There is no dedicated SubWorkflow type in MolExp. Composition is done by calling a Workflow.execute(...) from inside another task, or by sharing task classes / DSL fragments between multiple WorkflowBuilder instances. This page shows the three composition patterns the library currently supports.

Pattern 1: Call a sub-spec from a task

Wrap the inner workflow in a task and let the outer runtime treat it as an opaque node:

from molexp.workflow import workflow, Task, TaskContext, WorkflowBuilder

# Inner pipeline
inner_wf = workflow(name="preprocess")

@inner_wf.task
async def normalize(ctx: TaskContext) -> list[float]:
    return [x / max(ctx.inputs) for x in ctx.inputs]

inner_spec = inner_wf.build()

# Outer pipeline that delegates to the inner one
class Preprocess(Task):
    def __init__(self, spec):
        self._spec = spec
    async def execute(self, ctx: TaskContext) -> list[float]:
        result = await self._spec.execute(run=ctx.run_context.run if ctx.run_context else None)
        return result.outputs["normalize"]

outer = (
    WorkflowBuilder(name="train")
    .add(Preprocess(inner_spec), name="preprocess")
    .add(Train(), depends_on=["preprocess"])
    .build()
)

The outer workflow sees preprocess as a single task; the inner workflow gets its own topology and its own compile-time validation. Caching, parallelism, and cancellation apply independently at each level.

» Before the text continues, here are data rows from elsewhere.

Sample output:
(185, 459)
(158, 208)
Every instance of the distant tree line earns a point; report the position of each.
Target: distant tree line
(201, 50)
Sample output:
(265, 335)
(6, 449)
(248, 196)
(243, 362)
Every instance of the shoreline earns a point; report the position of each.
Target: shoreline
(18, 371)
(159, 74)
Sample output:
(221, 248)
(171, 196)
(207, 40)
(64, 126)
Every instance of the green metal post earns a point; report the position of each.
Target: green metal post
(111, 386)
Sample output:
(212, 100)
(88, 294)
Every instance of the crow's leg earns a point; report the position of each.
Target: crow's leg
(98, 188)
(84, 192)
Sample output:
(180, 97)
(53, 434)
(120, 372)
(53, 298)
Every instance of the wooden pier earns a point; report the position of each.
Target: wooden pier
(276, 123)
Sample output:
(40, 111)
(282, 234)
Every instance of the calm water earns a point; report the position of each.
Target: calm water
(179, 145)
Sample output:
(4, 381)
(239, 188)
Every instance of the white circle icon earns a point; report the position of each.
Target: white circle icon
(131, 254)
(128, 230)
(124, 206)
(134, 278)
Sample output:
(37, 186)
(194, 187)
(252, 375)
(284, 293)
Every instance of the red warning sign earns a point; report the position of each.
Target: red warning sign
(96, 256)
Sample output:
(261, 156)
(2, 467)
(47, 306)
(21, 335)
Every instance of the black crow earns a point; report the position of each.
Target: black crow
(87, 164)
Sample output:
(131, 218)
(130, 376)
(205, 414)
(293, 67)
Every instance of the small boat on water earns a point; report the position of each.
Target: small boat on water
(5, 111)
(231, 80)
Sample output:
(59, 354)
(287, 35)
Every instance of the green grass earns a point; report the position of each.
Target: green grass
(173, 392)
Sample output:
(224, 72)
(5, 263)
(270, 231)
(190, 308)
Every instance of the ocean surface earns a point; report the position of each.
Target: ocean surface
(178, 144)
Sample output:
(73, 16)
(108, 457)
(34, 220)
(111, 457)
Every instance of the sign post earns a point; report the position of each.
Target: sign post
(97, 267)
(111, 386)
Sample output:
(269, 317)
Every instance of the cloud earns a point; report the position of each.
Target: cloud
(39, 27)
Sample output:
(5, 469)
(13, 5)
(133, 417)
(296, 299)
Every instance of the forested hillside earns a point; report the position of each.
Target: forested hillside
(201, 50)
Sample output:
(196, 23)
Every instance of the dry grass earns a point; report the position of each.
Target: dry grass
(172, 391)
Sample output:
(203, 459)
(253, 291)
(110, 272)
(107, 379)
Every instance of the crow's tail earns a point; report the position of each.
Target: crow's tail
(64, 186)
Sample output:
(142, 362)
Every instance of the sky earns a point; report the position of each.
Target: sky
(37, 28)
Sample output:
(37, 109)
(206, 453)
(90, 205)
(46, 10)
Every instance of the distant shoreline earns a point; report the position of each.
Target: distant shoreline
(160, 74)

Pattern 2: Share task classes across builders

Since tasks are plain classes that satisfy the Runnable protocol, the same class can appear in multiple workflows:

class Fetch(Task):
    async def execute(self, ctx: TaskContext) -> dict: ...

class Clean(Task):
    async def execute(self, ctx: TaskContext) -> dict: ...

baseline = (
    WorkflowBuilder(name="baseline")
    .add(Fetch())
    .add(Clean(), depends_on=["fetch"])
    .build()
)

augmented = (
    WorkflowBuilder(name="augmented")
    .add(Fetch())
    .add(Clean(), depends_on=["fetch"])
    .add(Augment(), depends_on=["clean"])
    .build()
)

Each builder produces a distinct Workflow with its own workflow_id; the shared classes keep the code base DRY without introducing runtime coupling.

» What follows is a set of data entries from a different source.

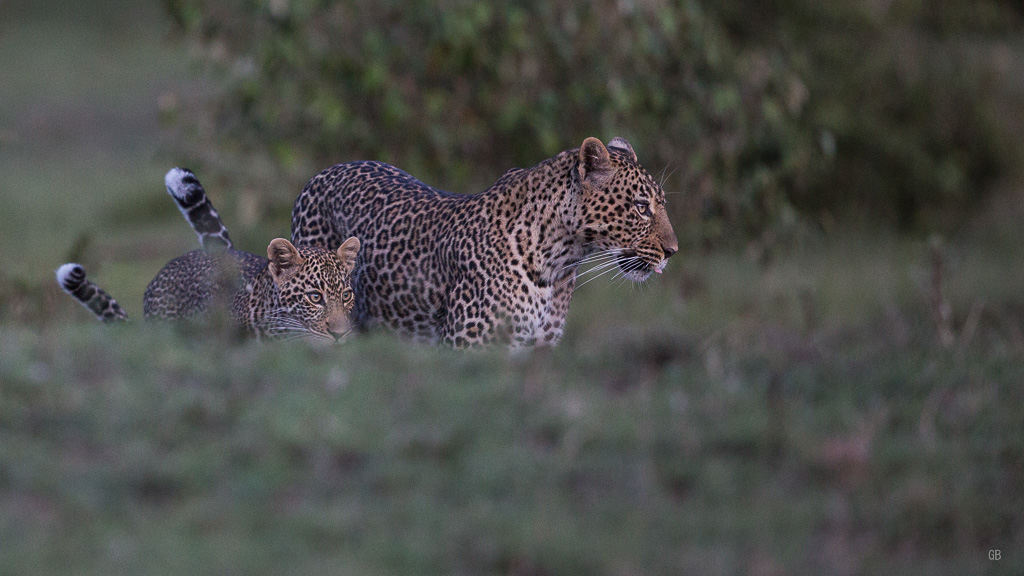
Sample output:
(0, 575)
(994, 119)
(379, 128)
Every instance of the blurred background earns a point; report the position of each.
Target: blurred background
(826, 380)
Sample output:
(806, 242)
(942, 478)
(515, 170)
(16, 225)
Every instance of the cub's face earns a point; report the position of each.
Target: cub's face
(625, 209)
(315, 291)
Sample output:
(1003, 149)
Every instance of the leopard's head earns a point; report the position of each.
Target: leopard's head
(624, 210)
(314, 288)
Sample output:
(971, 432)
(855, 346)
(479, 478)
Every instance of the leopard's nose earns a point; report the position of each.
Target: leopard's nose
(338, 336)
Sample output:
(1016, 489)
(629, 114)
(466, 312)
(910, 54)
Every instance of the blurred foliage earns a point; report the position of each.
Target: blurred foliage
(758, 112)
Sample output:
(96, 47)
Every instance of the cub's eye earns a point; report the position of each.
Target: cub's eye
(643, 208)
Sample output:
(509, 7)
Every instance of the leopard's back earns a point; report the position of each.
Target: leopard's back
(189, 285)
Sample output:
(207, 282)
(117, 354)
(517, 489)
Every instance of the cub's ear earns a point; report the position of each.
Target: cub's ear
(620, 142)
(595, 166)
(347, 252)
(285, 259)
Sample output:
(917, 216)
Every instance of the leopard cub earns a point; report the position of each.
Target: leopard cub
(295, 292)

Pattern 3: Factor a builder helper

For larger shared fragments, factor out a helper that mutates a builder:

def with_preprocessing(builder: WorkflowBuilder) -> WorkflowBuilder:
    return (
        builder
        .add(Fetch())
        .add(Clean(), depends_on=["fetch"])
        .add(Normalize(), depends_on=["clean"])
    )

train = with_preprocessing(WorkflowBuilder(name="train")).add(Train(), depends_on=["normalize"]).build()
eval_ = with_preprocessing(WorkflowBuilder(name="eval")).add(Evaluate(), depends_on=["normalize"]).build()

This is the most lightweight way to reuse a DAG fragment; you stay inside the plain DSL and don't pay any wrapper overhead.

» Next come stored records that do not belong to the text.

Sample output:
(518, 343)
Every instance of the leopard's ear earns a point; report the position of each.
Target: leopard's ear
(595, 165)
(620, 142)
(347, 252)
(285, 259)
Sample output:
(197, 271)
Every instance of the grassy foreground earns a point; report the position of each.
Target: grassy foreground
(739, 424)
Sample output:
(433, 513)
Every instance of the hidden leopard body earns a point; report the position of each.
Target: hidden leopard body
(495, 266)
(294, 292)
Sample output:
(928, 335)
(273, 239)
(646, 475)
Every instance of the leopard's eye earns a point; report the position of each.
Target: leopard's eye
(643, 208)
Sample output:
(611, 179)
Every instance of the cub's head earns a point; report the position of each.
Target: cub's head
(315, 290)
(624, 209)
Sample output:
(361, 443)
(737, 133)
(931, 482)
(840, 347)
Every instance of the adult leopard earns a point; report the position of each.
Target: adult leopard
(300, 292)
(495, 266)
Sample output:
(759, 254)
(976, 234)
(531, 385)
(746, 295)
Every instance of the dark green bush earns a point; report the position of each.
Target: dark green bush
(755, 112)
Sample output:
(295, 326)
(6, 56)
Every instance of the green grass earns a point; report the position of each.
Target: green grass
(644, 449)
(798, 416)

Cases That May Require a True Subworkflow Type

If you find yourself:

  • wanting a single shared cache entry for a reusable fragment across workflows, or
  • needing to replay the inner graph independently from the outer one,

open an issue describing the workload. The current runtime handles every practical case we have encountered through the three patterns above; a formal SubWorkflow type would be added only if there's a concrete caching / observability need it solves.

Runnable Example

examples/workflow/subworkflows.py wraps an inner preprocess spec inside an outer training workflow — the "Pattern 1" shape above.